Tuesday, 26 May 2009

Sovereign Wealth Funds; A Potential Force from Within For Emerging Nations

A lot has been written in recent years about the so-called Sovereign Wealth Funds(SWF’s). Wealth Funds are large pools of money, created by governments or governmental institutions. The Western world is not totally unfamiliar with huge government pools of investments, but normally we associate them with state pension funds. Some wealth funds, like the Norwegian one for instance, do indeed have this form. In other cases the wealth funds resemble long-term investments funds or stabilization funds, used to ensure that one or a few dominant sources of income with volatile prices (e.g. oil and gas) don’t disrupt a country’s national income trends through spectacular ups and downs in GDP caused by large price and / or demand-supply fluctuations.

As so often with new trends, market analysts, journalists and governments have expressed fear that the SWF’s might become too big a force in the market. Are these concentrated portfolios really invested with pure investment motives in mind? Or are strategical and political factors incorporated in the investment philosophy as well? Quite a few pundits have expressed doubts concerning the pure investment activities and skills of SWF’s. They rather stressed the political danger of these institutions.

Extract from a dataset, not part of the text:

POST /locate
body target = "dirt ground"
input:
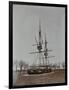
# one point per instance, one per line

As if Western goverments do always apply pure investment motives when spending their budgets! SWF’s are extremely large and do invest a substantial percentage of their wealth abroad. Now, if they would have been political entities, investing abroad and going against the rules and regulations of the recipient country is risky. Recipient countries could take nasty countermeasures ranging all the way from court cases and penalties to nationalizations.